Tutankhamun succeeded Akhenaten, who may have been his father, at about the age of 8. Akhenaten had suppressed the worship of Egypt's ancient gods in favour of a single sun god, Aten. The boy king tried to cement his position by marrying Akhenaten's daughter, but he remained a puppet ruler. The real power resided with the elderly vizier Ay, who ascended the throne with unseemly speed on Tutankhamun's suspiciously early death.

"There are so many stories about his death and his age," Zahi Hawass, Egypt's chief archaeologist, said."Today we will determine what really happened." Dr Hawass said that the results would be announced this month in Cairo.

CT imaging, essentially a three-dimensional X-ray scan used in many medical procedures, has helped scientists to learn more about several Egyptian mummies, including Ramses I. The technique was used on the 5,200-year-old remains of a Copper Age man found in a glacier in the Italian Alps in 1991. It picked up what simpler X-rays photographs had missed, identifying an arrowhead in the man's body that may have killed him.

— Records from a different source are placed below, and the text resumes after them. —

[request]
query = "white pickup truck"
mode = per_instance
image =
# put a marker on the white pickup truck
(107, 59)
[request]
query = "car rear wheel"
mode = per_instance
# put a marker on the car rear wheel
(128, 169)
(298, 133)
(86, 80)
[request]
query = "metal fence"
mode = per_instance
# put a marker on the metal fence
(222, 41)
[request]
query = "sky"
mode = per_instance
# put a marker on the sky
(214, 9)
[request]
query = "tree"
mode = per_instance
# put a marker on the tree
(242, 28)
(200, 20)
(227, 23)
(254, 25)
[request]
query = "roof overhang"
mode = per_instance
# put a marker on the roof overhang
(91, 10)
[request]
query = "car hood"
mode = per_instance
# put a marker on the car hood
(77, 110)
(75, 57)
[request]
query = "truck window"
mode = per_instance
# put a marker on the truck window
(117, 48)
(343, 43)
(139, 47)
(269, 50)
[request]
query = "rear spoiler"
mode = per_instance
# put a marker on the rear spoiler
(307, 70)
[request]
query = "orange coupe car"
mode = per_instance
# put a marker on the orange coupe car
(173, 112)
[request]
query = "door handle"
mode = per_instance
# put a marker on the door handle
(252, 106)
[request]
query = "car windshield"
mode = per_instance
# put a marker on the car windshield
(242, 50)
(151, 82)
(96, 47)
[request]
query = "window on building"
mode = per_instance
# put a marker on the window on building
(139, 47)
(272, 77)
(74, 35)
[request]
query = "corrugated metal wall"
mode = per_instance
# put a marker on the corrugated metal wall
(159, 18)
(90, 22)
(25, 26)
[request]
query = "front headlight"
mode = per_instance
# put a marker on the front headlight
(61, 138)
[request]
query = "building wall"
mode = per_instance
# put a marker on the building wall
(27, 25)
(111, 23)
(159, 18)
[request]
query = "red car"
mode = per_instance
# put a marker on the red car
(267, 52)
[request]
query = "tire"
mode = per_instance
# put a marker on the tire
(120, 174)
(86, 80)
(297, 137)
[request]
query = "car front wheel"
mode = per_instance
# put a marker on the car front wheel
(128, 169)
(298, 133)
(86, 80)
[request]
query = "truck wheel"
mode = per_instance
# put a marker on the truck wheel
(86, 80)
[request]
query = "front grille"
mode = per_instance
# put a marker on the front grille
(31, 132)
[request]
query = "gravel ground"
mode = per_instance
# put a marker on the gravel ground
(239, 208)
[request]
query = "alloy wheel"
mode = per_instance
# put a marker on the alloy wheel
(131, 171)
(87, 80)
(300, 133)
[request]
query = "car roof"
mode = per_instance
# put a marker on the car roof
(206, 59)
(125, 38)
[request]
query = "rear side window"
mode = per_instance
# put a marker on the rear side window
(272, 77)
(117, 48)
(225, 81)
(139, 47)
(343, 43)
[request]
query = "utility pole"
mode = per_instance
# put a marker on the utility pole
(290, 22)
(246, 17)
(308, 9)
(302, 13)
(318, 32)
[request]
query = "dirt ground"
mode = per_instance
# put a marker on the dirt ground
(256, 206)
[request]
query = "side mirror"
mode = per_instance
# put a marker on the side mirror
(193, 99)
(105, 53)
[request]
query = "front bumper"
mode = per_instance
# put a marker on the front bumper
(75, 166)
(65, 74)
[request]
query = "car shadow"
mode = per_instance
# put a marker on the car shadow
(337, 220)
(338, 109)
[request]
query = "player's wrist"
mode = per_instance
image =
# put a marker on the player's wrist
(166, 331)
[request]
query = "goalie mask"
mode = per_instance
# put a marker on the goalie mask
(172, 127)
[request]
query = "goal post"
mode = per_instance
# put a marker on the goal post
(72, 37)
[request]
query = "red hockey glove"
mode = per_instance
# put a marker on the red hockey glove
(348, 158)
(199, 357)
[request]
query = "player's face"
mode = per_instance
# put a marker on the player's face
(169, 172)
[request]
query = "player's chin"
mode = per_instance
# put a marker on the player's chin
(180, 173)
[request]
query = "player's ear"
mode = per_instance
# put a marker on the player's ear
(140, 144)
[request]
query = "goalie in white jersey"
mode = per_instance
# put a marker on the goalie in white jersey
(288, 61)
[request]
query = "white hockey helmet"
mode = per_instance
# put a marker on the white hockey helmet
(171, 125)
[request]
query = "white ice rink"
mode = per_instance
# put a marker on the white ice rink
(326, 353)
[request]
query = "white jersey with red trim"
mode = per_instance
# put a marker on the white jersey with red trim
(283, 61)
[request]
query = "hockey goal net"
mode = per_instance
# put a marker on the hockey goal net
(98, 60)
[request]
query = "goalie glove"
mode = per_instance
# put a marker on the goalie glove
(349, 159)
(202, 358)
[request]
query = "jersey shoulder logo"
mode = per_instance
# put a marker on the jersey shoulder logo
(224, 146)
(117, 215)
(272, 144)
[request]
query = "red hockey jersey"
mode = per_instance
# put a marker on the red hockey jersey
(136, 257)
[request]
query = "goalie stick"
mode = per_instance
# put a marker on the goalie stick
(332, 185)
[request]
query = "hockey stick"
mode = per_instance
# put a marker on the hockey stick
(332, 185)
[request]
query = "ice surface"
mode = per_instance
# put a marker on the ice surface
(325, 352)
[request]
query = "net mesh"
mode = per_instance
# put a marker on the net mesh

Tutankhamun's scan began with the removal of the wooden box that holds his mummy from beneath a stone sarcophagus in the underground tomb. The box was then carried out of the vault. The blackened mummy, still resting in the box to protect it, was then inserted into the CT machine, which was sent from Germany by Siemens, the technology company. An eerie outline of Tutankhamun's face was visible, as were his toes and fingers.

The mummy, which had not been removed from its final resting place for 82 years, was returned to the tomb immediately after the scan.

National Geographic will fund the project for the next five years, Terry Garcia, the organisation's executive vice-president, said. Other Egyptian mummies will be scanned.

Tutankhamun's scan has captured more than 1,700 images of his remains, which the team believes will enable them to clarify previously uncertain details including his royal lineage, his age (now estimated at 17) and the cause of his death.

But the most important aspect of the work is conservation. Dr Hawass said that the body had been badly damaged when it was first discovered.

Howard Carter, the British explorer, may have sparked a worldwide craze for Egyptology when he stumbled on Tutankhamun's tomb, but his men smashed the body to pieces when they prized off its gold and jewel-encrusted face mask.